A Hamburger Today
Why The Hate For Alice Waters?
The food world may have no more polarizing figure than Alice Waters. On the one hand, her acclaimed restaurant Chez Panisse hasn’t fallen out of favor for nearly four decades, her Edible Schoolyard has taught decades of schoolchildren the importance of fresh foods, and her work for the Slow Foods Movement has been impassioned and tireless.
Yet, as Laura Shapiro points out in this month’s Gourmet, Waters has become a figure of endless censure, attracting criticism like a magnet does iron shavings. And in recent months, these digs have morphed into outright insults. She’s often called arrogant, self-righteous, and out of touch… or, perhaps even more damning, downright irrelevant.
Here at Serious Eats, we’ve seen our own share of Alice-bashing. Every post that mentions Alice Waters inevitably sparks a heated debate. Some are willing to cut her some slack: "Ms. Waters does come across as a bit pretentious... But I feel her heart is in the right place."
Others, however, have gotten pretty vicious. "She can't fathom why a single mom on welfare can't bake an egg on an iron spoon using a recipe out of a Dungeon and Dragons cookbook."
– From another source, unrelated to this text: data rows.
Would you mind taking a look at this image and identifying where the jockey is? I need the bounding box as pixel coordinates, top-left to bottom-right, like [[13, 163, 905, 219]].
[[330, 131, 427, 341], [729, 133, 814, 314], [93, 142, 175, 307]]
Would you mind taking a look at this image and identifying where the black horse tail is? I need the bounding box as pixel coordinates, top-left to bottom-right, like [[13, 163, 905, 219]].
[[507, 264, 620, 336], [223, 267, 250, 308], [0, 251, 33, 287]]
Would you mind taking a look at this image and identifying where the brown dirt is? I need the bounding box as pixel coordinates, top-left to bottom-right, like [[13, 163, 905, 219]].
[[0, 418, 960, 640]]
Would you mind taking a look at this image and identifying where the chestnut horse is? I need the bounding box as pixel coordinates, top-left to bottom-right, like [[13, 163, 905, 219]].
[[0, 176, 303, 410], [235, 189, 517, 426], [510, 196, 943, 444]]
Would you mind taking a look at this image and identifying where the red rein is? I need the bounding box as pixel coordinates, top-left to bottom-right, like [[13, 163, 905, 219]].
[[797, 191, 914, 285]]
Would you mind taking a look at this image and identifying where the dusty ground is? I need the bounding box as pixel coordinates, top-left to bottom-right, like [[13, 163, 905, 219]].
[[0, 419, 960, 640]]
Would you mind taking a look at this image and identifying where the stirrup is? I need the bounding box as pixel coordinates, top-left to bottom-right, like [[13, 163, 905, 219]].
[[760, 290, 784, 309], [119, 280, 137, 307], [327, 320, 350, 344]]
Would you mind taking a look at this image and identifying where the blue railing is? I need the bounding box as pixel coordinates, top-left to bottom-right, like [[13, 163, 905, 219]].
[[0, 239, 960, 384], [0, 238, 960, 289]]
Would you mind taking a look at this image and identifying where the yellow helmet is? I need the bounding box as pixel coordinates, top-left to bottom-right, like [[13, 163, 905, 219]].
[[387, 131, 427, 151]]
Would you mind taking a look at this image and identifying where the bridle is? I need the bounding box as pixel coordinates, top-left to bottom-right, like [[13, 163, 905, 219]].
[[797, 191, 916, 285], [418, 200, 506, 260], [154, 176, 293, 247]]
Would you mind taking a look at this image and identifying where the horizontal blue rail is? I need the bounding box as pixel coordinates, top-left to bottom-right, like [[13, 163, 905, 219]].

Why all the anger? Shapiro concludes that Alice Waters sees herself as a revolutionary, hell-bent on advancing an agenda, without a consistent regard for its real-world implications. “What irks people,” she writes, “are the impossibly airy goals she likes to swirl about herself like so many silk scarves. But she isn’t a thinker, she’s a utopian, a relentless radical who just doesn’t care whether the current checks and balances of real life can accommodate her ideas.”
What do you think? Does Alice Waters deserve this maelstrom of ill will—or is she a well-intentioned activist who’s been made an unfair target? Is she really “out of touch”? And does it matter if she is?